El terror más profundo no es aquel que proviene de las capacidades ilimitadas de lo desconocido, sino aquel que se gesta dentro del seno de nuestras relaciones más íntimas.

Los grandes clásicos del cine siniestro nos han enseñado que el mal es un agente infeccioso el cual es capaz de penetrar en los procesos más entrañables de nuestra cotidianeidad con el fin de transformar en algo extraño a aquello que antes se antojaba como nuestro único asidero de cordura verdaderamente legítimo. Mismo fenómeno en el que, por supuesto, descansa todo el impacto psicológico del arte macabro.

Este año, el director Ari Aster ofreció una representación sumamente aguzada de dicho asunto con Hereditary, debut fílmico el cual anuncia de forma explícita la adhesión de una nueva figura a ese panteón de jóvenes realizadores actuales quienes hacen de lo macabro el vehículo perfecto para abordar las condiciones humanas más complejas.

Mucho se ha hablado de la calidad de esta producción, a tal grado de compararla con la inmortal El Exorcista. La verdad es que, a pesar de que la cinta dista mucho de ser un parteaguas como lo fue en su momento la obra maestra de William Friedkin, sí ostenta una semejanza conceptual sumamente remarcable que nos remite de manera definitiva al efectivo terror “artístico” de antaño.

Al igual que la obra maestra protagonizada por Linda Blair, Hereditary nos pone en contacto con un temor muy real que se origina de la propia indefensión de nuestros seres amados ante una serie de potencias malignas que desean degradarles hasta el punto más cruento. Misma amenaza que no proviene necesariamente de una fuerza externa, sino de los propios vicios secretos que duermen en el linaje de todo clan.

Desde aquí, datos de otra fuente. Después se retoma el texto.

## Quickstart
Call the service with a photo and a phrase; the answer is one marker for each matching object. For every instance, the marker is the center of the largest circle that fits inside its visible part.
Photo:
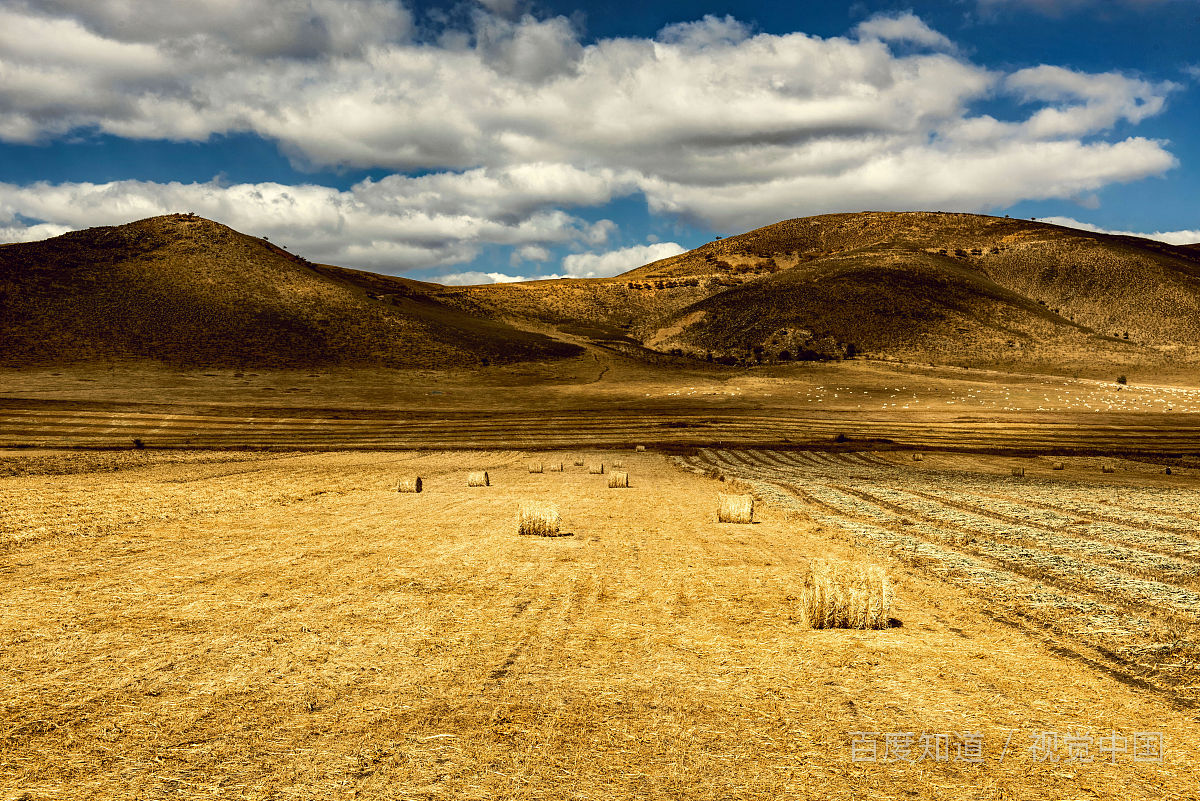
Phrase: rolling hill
(186, 290)
(915, 285)
(925, 287)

Valiéndose de la disección pormenorizada y concienzuda de la institución familiar, Aster regresa el terror a su estado más transgresor con el fin de concebir una puesta en escena que, por momentos, recuerda a Dario Argento. Misma situación a la que se suma un planteamiento atmosférico que resulta decididamente angustiante.

La cinta tiene sus altibajos –resulta un tanto lenta incluso para una producción independiente-; sin embargo, éstos pueden pasarse por alto si tomamos en cuenta esa facilidad con la que logra introducirnos en una dimensión decididamente sobrecogedora. No hay sustos gratuitos ni tramposos, sólo una constante sensación de intranquilidad que se arraiga en las raíces más profundas de la carne.